The family doesn’t always fly apart. A good friend of mind is the middle “child” (She’s 70!) in a close family of six siblings. All have children and some have grandchildren. When D’s mother died 20 years ago (her father had died at least 10 years previously) the siblings stayed close and drew even closer. Not all live in the same city, but most live within 250 miles of each other. (In Texas, that’s a day’s drive. ) They are in touch constantly. They travel to destination vacation spots and rent accommodations together (sometimes 15-20 people including kids & grandkids). D told me she is flying up to Michigan for her nephew’s fiancee’s wedding shower! I am fascinated by the commitment of this family to each other in the absence of a Matriarch. BTW, they’re Anglo (which is what we call “white” here in Texas.)
OTOH, I was asking a social worker friend of mine about the Cheryl Strayed Phenomenon, and she said she sees this all the time in big Hispanic families, where the Matriarch was the one who held the family members in relationship to each other, (using my analogy above) like the hub holds the spokes of a wheel.
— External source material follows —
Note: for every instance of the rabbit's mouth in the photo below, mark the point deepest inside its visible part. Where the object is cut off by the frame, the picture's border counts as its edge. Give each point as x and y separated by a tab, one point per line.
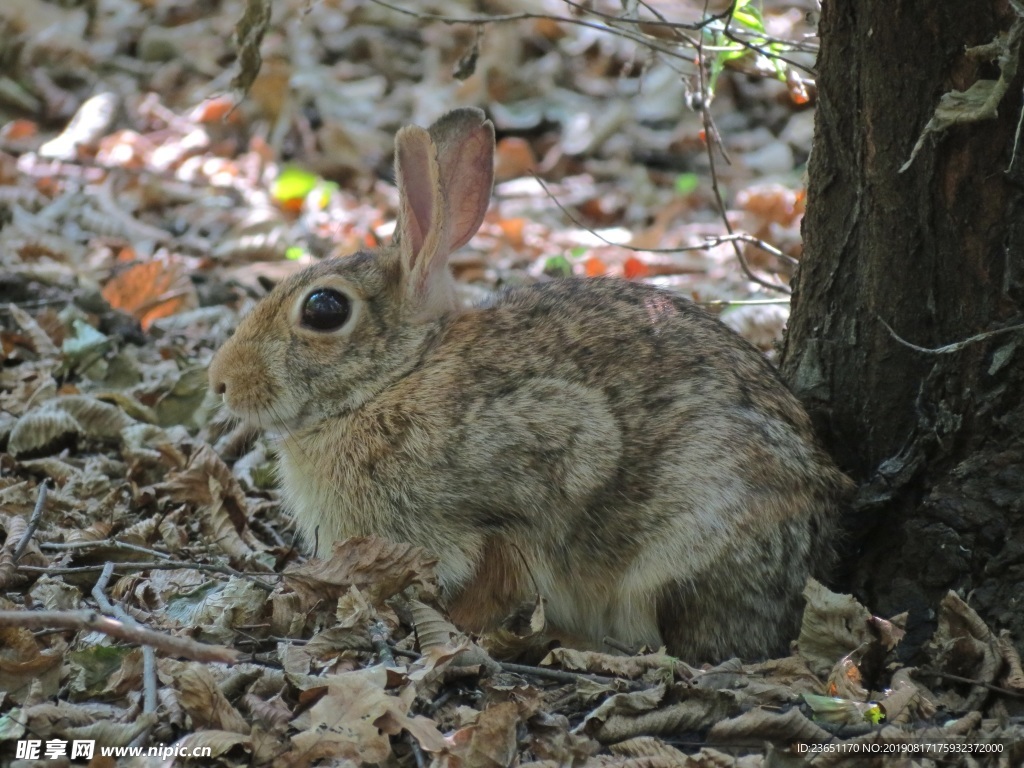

When the hub goes, the force that kept the spokes in position and mediated the tension in the wheel is suddenly removed, and the family members drift away, though not usually as explosively as Cheryl’s family’s dissolution.
I mention the ethnicity in passing and in the interest of being descriptive…I don’t know whether this Matriarch phenomenon is more prevalent ethnic families. <shrug>
Another family I know had family members feuding, but after Mom died, there was no longer any reason for them to pretend that they wanted to be in relationship, so the family structure has disintegrated. However, recently one of the siblings has reached out to another in an attempt to restore connection as they all move into their 60s and 70s.
I’m a childless only child. Both of my parents are gone and I never knew my grandparents, so I am strictly an observer of this dynamic. Have you experienced this-- a strong Matriarch in your family around whom the family orbited? Have you observed how She created (or not) a structure that could survive her demise?
Other thoughts/comments about what holds families of adult children together (or fails to hold them) are welcome in the discussion. Holidays, celebrations, feuds, religious practices, rituals-- all that kind of stuff. To someone who’s all alone like myself, watching how families operate is quite fascinating.